My eyes dropped to the card again and I forced myself to pick it up. My vision blurred with angry tears as I opened it.
August’s face peered back at me, a shy smile on his lips. The pain in my throat erupted and a hot tear rolled down my cheek. He stood in the dappled light beneath a giant oak tree and his green graduation robe was open, his hat clutched in one hand.
Behind it, a name was underlined on the roster of graduates.
August Somerfield
My lips moved silently over the name. Somerfield. Not Salt.
I closed the program and refolded the paper, not finishing the letter. The words were like a hot knife to the jagged seams that held me together. I didn’t want to find out what lay beneath them.
Fifteen
EMERY
The truck rocked back and forth as I steered it downhill, toward the cabin. Dawn was just breaking over the trees, but I’d spent half the night pacing before the fire, trying to put it together.
When August and Eloise left Saoirse, they’d left everything behind. There were a few clothes missing from the closets, but the icebox was still filled with food and there was freshly cut firewood stacked on the porch. There was even mail in the letterbox beside the front window. It was as if they’d vanished into thin air.

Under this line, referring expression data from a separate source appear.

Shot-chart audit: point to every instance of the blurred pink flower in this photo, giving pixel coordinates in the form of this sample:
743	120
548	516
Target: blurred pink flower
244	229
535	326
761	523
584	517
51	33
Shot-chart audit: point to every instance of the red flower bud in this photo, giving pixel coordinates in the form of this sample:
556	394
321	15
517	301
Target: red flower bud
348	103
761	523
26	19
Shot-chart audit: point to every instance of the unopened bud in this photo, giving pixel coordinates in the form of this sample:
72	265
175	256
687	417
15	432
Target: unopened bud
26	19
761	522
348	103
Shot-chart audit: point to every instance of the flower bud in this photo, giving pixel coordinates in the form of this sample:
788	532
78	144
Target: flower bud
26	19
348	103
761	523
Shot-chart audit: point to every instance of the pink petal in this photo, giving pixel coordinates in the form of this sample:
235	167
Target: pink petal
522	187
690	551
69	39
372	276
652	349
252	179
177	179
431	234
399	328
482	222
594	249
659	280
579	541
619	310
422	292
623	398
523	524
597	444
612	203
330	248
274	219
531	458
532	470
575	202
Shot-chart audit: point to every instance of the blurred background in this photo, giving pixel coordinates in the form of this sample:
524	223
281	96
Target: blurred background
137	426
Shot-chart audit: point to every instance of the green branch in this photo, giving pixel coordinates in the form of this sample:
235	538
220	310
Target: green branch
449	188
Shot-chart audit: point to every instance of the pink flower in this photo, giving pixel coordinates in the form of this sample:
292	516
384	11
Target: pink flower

As soon as word got out around the island, the eyes of Saoirse turned to me for a second time. Everyone, even my uncle, wanted to know where August and Eloise had gone. But I didn’t know. That same sinking feeling I’d had that night returned, dropping in my stomach. I didn’t know, but my mother did.
My eyes cut to the seat beside me, where the upholstery was torn, revealing the seat’s stuffing. The letter I’d opened the night before stared back at me. I had spent the sleepless hours thumbing through the envelopes one at a time, studying the dates and trying to pair them with pieces of memory before starting at the beginning of the stack again. The first one had come only a month after August left. The next, a couple of months after that. There had been at least five and as many as sixteen letters a year, each one opened, their edges softened by my mother’s hands.